A Lithium-Ion Battery Remaining Useful Life Prediction Model Based on CEEMDAN Data Preprocessing and HSSA-LSTM-TCN

Abstract

Accurate prediction of the Remaining Useful Life (RUL) of lithium-ion batteries is crucial for reducing battery usage risks and ensuring the safe operation of systems. Addressing the impact of noise and capacity regeneration-induced nonlinear features on RUL prediction accuracy, this paper proposes a predictive model based on Complete Ensemble Empirical Mode Decomposition with Adaptive Noise (CEEMDAN) data preprocessing and IHSSA-LSTM-TCN. Firstly, CEEMDAN is used to decompose lithium-ion battery capacity data into high-frequency and low-frequency components.

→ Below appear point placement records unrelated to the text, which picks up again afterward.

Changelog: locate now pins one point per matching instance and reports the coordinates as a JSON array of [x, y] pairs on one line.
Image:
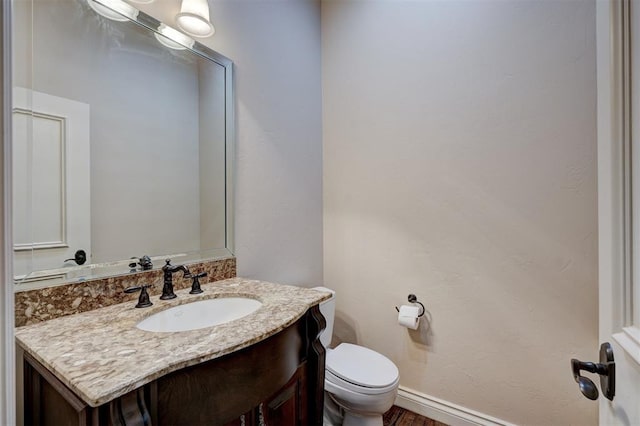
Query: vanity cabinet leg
[[315, 364], [130, 410]]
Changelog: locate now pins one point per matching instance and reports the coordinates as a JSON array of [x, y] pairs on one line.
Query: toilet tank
[[328, 309]]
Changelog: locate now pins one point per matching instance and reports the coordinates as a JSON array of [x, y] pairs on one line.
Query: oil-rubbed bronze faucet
[[168, 270]]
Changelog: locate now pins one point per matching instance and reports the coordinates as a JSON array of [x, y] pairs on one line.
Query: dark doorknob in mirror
[[606, 368], [80, 257]]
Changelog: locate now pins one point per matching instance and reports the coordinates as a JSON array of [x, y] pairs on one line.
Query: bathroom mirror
[[122, 144]]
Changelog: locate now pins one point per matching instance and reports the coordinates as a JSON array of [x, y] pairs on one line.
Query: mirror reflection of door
[[51, 176]]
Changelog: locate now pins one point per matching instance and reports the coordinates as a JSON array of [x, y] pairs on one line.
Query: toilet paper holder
[[413, 299]]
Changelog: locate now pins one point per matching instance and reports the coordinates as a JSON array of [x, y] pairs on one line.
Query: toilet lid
[[361, 366]]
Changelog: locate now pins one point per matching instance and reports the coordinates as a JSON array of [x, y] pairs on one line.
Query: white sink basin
[[201, 314]]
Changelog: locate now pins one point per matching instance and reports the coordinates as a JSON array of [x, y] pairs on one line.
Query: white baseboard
[[443, 411]]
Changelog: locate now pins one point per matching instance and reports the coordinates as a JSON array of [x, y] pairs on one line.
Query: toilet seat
[[360, 370]]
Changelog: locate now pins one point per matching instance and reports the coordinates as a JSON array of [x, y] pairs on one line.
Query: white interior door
[[51, 176], [618, 23]]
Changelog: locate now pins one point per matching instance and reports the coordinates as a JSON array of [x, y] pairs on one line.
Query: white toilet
[[360, 384]]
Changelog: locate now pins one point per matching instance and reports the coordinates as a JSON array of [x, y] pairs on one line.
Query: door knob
[[606, 368], [80, 257]]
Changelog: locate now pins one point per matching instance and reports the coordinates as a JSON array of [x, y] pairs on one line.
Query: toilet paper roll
[[408, 316]]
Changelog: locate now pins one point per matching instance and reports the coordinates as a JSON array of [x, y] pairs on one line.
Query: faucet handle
[[143, 300], [195, 285]]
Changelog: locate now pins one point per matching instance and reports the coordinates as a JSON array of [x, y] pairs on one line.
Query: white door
[[51, 176], [618, 23]]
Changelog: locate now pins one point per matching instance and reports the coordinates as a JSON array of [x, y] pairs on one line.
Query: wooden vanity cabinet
[[278, 381]]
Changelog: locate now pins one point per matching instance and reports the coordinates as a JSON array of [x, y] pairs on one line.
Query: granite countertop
[[101, 355]]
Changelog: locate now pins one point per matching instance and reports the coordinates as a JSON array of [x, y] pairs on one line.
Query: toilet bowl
[[360, 384]]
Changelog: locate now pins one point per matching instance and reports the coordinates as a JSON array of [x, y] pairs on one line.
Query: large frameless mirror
[[122, 136]]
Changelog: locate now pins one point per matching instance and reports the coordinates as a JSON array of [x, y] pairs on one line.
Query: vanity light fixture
[[193, 18], [116, 10], [173, 39]]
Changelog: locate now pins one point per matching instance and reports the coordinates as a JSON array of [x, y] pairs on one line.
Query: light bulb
[[193, 18]]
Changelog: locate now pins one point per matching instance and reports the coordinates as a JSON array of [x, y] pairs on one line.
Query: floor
[[397, 416]]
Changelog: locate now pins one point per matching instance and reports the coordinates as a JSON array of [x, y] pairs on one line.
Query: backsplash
[[43, 304]]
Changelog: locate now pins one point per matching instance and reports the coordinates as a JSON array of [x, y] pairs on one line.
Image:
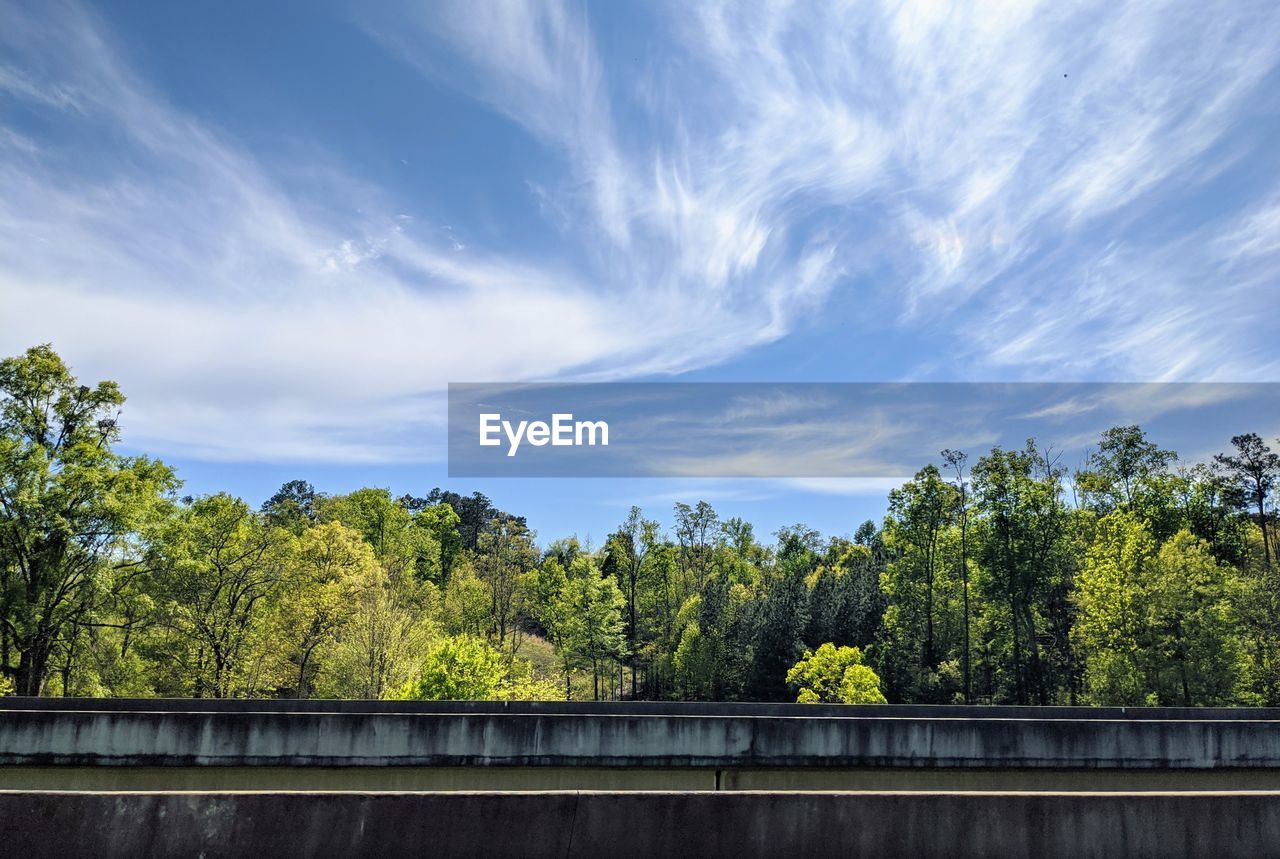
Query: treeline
[[1128, 579]]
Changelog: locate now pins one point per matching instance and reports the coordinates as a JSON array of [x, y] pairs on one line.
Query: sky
[[284, 228]]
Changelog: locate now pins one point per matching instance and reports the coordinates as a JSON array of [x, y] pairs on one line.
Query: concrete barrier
[[353, 734], [620, 825]]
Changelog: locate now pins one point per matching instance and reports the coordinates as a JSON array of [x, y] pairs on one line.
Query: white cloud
[[1018, 172]]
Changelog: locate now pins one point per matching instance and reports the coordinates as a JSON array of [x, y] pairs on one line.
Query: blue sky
[[286, 227]]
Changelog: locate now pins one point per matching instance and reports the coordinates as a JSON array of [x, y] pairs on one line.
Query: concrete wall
[[631, 825], [263, 734]]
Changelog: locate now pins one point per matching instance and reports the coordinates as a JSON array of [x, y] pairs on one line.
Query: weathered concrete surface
[[503, 778], [621, 825], [356, 734]]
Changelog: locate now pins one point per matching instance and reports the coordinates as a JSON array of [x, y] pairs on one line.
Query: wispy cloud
[[1033, 190]]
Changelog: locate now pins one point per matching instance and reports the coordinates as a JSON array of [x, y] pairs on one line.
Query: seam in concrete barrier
[[572, 819]]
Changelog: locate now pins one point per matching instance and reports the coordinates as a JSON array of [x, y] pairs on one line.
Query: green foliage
[[71, 508], [1151, 581], [832, 675], [469, 668]]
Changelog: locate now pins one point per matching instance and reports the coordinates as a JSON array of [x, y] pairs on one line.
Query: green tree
[[832, 675], [320, 588], [1256, 469], [470, 668], [1020, 538], [218, 569], [1193, 644], [71, 507], [590, 629], [1111, 597]]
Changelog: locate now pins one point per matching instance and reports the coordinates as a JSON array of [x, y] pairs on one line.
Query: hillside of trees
[[1009, 576]]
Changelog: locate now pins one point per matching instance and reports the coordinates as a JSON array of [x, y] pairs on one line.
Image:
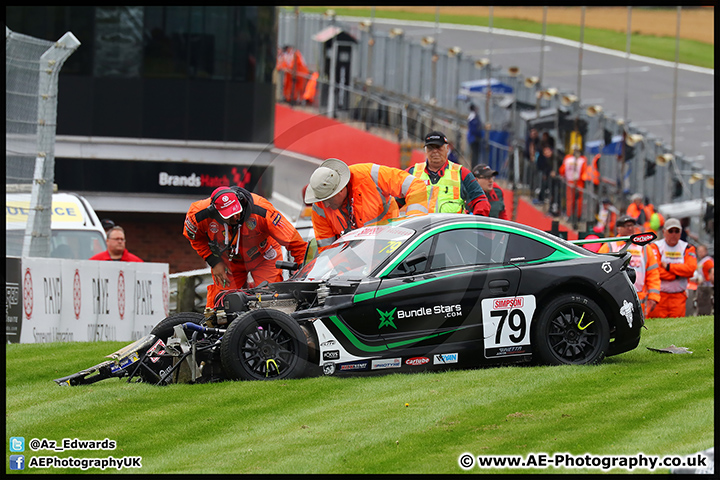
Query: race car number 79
[[506, 324]]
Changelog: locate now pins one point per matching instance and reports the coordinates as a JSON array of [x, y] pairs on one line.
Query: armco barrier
[[51, 300]]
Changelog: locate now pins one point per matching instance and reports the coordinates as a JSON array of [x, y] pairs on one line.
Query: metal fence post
[[37, 232]]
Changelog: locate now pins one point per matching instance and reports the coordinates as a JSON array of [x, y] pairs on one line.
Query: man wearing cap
[[486, 179], [607, 217], [636, 209], [574, 168], [345, 198], [643, 260], [238, 232], [678, 262], [451, 188]]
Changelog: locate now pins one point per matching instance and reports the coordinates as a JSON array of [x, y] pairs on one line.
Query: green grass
[[641, 401], [691, 52]]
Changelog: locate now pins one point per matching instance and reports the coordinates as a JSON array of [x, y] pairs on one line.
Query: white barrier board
[[84, 301]]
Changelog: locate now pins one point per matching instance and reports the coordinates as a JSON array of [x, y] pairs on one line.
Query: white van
[[77, 232]]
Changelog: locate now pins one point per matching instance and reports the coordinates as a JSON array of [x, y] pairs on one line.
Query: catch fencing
[[32, 68], [409, 88]]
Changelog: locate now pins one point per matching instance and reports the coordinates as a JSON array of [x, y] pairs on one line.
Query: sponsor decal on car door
[[506, 325]]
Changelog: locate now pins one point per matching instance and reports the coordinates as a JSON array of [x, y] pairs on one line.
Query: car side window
[[524, 249], [471, 246], [422, 249]]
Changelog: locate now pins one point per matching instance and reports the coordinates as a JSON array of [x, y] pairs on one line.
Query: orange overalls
[[574, 170], [682, 262], [255, 245], [371, 192]]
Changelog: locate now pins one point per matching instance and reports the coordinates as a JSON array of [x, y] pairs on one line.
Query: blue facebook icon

Subsequently, for the high-frequency component, a Temporal Convolutional Network (TCN) prediction model is employed. For the low-frequency component, an Improved Sparrow Search Algorithm (IHSSA) is utilized, which incorporates iterative chaotic mapping and a variable spiral coefficient to optimize the hyperparameters of Long Short-Term Memory (LSTM). The IHSSA-LSTM prediction model is obtained and used for prediction. Finally, the predicted values of the sub-models are combined to obtain the final RUL result. The proposed model is validated using the publicly available NASA dataset and CALCE dataset. The results demonstrate that this model outperforms other models, indicating good predictive performance and robustness.